Between the end of May and July, the UK Government reported an increase in the vomiting bug norovirus, and it hasn’t disappeared just yet.

Early educational settings such as nurseries and childcare facilities are most impacted, but no one is immune to catching the bug.

Norovirus, which is highly infectious and causes vomiting and diarrhoea, is easily transmitted through contact with infected individuals or contaminated surfaces.

If you’ve had a bad stomach recently, it could have been norovirus.

The main symptoms of norovirus are feeling sick (nausea), diarrhoea and being sick (vomiting).

However, you may also have a high temperature, a headache and aching arms and legs.

The symptoms start suddenly within one to two days of being infected.

You can usually treat norovirus yourself at home.

The NHS site said the most important thing is to rest and have lots of fluids to avoid dehydration.

You will usually start to feel better in two to three days without medication or medical help.

It’s important that you stay off school or work until you have not been sick or had diarrhoea for at least two days, as the time prior to this is when you’re most infectious.

You should also avoid visiting hospitals or care homes during this time.

It’s tricky to avoid transmission because norovirus can spread very easily.
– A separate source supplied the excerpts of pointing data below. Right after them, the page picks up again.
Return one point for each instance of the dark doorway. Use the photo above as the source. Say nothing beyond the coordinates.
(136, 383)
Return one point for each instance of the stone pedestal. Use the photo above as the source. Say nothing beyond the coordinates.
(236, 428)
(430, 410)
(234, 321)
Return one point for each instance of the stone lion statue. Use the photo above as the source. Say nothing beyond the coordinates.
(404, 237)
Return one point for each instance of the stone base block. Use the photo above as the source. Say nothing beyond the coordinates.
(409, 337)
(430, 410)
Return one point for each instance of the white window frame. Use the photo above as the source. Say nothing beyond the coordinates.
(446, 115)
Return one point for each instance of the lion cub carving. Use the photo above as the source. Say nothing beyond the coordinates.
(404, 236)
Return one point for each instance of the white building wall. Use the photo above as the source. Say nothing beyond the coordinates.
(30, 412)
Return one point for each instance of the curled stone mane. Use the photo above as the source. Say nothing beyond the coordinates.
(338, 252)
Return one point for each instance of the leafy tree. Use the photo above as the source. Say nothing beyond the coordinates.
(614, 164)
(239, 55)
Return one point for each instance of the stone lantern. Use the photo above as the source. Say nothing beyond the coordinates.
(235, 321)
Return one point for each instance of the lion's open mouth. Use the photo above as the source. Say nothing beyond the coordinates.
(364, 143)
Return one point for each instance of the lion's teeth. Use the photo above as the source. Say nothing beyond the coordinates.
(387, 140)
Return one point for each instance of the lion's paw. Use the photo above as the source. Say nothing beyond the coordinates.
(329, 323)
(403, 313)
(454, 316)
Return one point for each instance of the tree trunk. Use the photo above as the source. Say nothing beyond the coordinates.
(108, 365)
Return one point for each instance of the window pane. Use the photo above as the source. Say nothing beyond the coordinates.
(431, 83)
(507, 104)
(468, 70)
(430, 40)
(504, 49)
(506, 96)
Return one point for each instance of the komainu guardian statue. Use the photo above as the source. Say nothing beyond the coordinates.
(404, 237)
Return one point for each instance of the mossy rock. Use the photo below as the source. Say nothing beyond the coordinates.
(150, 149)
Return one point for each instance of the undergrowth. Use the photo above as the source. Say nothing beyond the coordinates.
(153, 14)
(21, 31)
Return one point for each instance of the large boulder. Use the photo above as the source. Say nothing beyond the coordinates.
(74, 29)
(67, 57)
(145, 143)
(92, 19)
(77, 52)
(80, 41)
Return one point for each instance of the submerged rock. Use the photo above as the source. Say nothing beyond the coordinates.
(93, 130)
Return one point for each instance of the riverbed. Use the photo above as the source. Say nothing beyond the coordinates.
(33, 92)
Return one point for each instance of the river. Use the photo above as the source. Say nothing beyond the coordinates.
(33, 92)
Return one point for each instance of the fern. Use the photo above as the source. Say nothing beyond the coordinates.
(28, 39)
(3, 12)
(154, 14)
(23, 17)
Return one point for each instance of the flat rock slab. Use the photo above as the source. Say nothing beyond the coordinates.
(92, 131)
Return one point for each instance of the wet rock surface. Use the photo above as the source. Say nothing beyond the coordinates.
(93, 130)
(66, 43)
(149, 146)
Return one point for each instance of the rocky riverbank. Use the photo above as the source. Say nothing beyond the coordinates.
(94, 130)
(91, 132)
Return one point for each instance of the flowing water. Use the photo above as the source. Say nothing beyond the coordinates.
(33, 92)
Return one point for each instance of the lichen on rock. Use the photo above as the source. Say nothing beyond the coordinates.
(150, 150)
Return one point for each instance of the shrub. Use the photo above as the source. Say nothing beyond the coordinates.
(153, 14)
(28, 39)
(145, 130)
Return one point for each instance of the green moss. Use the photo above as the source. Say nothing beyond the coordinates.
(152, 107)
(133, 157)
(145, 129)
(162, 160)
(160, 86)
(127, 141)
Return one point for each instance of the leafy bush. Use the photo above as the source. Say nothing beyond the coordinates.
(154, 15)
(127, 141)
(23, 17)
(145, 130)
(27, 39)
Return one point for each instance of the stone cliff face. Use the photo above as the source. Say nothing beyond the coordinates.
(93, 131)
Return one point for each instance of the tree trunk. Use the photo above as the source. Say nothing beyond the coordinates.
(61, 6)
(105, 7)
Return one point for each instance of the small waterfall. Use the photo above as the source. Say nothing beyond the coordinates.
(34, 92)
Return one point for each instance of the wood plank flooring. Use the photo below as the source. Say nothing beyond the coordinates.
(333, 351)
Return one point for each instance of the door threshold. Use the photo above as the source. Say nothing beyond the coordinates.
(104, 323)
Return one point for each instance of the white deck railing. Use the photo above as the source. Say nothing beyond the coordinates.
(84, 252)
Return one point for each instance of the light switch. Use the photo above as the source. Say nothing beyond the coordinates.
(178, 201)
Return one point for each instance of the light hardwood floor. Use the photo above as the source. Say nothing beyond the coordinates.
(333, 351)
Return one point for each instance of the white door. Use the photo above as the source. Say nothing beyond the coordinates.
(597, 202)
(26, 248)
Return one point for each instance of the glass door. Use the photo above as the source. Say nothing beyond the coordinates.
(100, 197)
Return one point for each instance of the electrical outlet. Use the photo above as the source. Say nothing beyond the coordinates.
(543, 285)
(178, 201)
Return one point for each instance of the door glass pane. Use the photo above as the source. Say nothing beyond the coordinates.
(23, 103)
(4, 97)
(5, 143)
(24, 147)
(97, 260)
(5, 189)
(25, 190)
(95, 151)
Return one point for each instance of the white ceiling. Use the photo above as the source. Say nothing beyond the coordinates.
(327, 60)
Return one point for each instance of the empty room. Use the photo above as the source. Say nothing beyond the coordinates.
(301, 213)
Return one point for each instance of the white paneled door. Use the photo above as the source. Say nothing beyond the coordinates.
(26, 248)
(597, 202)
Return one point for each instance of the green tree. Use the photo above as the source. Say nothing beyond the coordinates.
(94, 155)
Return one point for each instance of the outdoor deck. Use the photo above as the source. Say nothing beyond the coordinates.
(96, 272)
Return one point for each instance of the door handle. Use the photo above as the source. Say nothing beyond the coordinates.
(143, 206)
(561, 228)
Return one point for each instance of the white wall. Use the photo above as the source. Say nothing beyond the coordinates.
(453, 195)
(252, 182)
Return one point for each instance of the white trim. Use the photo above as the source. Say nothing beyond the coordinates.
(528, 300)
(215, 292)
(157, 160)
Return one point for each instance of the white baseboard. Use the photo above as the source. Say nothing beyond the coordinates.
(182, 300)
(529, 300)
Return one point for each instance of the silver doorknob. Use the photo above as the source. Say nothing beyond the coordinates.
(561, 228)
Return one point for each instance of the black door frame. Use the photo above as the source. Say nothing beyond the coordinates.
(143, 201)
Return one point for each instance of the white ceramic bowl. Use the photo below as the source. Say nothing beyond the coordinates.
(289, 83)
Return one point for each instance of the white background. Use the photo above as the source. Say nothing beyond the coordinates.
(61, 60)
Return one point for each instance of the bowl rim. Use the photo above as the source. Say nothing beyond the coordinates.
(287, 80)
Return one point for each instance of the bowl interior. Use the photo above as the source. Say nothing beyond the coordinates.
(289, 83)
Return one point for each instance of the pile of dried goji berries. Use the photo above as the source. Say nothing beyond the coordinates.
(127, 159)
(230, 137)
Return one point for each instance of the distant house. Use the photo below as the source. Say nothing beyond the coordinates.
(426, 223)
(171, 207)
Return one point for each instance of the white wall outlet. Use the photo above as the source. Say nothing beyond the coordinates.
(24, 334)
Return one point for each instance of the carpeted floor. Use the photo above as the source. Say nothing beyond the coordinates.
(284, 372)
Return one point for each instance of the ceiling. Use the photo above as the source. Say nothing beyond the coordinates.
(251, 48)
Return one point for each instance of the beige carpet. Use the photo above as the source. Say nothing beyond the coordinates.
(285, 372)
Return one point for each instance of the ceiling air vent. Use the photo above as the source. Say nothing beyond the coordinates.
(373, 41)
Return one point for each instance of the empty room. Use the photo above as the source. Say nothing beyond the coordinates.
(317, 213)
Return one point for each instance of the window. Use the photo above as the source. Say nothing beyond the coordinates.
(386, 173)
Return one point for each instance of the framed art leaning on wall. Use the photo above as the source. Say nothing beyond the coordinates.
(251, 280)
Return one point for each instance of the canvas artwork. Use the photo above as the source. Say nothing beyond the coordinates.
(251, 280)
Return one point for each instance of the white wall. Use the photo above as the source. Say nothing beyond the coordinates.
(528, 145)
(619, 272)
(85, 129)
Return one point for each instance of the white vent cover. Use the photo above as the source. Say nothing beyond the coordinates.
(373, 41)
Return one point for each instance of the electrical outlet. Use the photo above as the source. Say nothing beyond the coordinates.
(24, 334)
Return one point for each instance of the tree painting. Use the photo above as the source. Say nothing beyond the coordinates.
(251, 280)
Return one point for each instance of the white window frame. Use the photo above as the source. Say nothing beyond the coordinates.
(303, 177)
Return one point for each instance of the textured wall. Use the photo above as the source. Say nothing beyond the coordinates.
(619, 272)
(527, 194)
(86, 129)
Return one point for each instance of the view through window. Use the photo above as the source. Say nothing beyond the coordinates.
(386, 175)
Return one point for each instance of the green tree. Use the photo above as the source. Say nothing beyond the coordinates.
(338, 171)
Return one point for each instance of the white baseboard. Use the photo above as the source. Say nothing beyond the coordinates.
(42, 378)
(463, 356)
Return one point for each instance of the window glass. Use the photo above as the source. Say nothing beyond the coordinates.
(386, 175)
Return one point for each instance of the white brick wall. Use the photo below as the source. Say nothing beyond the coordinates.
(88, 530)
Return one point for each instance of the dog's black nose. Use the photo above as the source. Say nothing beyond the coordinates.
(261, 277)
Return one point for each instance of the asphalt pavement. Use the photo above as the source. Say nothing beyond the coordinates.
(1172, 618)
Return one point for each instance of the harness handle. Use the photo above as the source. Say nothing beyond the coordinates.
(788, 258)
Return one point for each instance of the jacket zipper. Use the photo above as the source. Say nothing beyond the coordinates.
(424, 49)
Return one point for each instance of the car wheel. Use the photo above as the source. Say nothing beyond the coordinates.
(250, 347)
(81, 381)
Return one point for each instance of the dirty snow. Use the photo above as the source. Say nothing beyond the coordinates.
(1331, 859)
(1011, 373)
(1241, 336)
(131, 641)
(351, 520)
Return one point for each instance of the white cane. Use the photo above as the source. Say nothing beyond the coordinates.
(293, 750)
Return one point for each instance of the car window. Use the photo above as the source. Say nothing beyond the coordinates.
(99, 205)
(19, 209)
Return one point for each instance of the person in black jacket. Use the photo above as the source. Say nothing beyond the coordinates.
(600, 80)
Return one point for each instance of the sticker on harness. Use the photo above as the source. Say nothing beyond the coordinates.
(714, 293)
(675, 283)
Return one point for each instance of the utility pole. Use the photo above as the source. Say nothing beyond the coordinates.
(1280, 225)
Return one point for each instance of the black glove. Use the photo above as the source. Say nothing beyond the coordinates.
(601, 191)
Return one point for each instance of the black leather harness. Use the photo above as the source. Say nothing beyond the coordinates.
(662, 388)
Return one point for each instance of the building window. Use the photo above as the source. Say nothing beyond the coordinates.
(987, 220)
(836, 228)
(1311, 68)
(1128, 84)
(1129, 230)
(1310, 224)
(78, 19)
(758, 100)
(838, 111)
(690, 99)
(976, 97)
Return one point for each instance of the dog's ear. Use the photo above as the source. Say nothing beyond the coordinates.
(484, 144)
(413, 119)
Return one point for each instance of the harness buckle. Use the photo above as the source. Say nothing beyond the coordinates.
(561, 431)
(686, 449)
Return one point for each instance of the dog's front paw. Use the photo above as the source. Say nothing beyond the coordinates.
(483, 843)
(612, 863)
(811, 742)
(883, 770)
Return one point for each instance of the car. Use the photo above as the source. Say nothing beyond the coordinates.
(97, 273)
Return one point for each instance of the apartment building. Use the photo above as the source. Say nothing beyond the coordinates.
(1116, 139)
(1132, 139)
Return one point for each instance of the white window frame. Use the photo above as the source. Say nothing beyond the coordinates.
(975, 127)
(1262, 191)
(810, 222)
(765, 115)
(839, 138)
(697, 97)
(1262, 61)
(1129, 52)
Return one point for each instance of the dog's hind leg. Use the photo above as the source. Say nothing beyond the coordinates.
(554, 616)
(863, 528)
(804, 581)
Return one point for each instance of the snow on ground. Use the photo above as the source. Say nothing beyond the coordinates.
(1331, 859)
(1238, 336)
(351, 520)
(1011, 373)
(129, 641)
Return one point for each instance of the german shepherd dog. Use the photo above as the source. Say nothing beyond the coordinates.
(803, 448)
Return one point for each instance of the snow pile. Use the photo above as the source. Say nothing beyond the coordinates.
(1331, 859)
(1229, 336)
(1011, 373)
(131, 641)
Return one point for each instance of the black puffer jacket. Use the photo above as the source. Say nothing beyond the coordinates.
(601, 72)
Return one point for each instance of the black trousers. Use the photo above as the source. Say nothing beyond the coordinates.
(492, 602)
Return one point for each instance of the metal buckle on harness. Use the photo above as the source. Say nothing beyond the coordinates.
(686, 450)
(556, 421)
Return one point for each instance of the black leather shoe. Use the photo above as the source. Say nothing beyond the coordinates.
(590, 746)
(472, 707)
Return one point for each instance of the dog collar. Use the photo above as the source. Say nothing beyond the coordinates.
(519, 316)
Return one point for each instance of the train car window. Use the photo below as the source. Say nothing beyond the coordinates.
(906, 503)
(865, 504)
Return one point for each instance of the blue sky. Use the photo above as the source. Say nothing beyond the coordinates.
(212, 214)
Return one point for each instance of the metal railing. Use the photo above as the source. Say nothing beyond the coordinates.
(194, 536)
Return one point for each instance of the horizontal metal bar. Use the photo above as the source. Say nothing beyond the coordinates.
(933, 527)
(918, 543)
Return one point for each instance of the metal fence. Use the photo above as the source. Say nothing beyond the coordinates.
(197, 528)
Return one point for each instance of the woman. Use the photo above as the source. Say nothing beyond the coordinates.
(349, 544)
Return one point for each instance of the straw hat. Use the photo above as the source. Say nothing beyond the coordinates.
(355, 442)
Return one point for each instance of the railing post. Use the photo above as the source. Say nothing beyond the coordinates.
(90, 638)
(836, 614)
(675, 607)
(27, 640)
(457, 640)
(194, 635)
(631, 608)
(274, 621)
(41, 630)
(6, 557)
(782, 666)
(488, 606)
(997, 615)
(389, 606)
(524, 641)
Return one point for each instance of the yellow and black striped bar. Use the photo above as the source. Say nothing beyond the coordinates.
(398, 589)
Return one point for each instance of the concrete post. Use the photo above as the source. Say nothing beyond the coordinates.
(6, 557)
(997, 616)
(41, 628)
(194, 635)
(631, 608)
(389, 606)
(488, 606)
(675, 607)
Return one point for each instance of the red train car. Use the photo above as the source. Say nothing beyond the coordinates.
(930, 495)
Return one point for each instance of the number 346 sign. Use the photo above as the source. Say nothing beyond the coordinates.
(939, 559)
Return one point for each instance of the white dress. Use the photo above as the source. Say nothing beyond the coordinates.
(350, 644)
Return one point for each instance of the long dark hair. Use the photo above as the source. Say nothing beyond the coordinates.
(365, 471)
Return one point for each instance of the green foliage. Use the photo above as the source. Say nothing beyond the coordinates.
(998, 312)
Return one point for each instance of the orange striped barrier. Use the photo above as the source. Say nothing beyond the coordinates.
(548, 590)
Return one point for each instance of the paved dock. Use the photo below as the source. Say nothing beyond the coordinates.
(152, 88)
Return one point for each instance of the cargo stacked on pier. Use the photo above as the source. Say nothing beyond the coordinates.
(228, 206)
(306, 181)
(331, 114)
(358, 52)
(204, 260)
You can catch norovirus from close contact with someone with the virus, touching surfaces or objects that have the virus on them and then touching your mouth, and eating food that’s been prepared or handled by someone with norovirus.

When an infected person vomits, the droplets contaminate the surrounding surfaces, so if someone in your house has it, you should use a bleach-based household cleaner or a combination of bleach and hot water to disinfect the area.

Don’t forget to disinfect potentially contaminated household surfaces and commonly used objects such as toilets, taps, telephones, door handles and kitchen surfaces.

You should wash any contaminated clothing or bedding using detergent and at 60°C, and if possible wear disposable gloves to handle contaminated items.

To give yourself the best chance of staying norovirus-free, you should practise excellent hygiene and be careful when out and about.

The NHS site advises: “Washing your hands frequently with soap and water is the best way to stop it spreading.”

Unlike Covid, alcohol hand gels do not kill norovirus.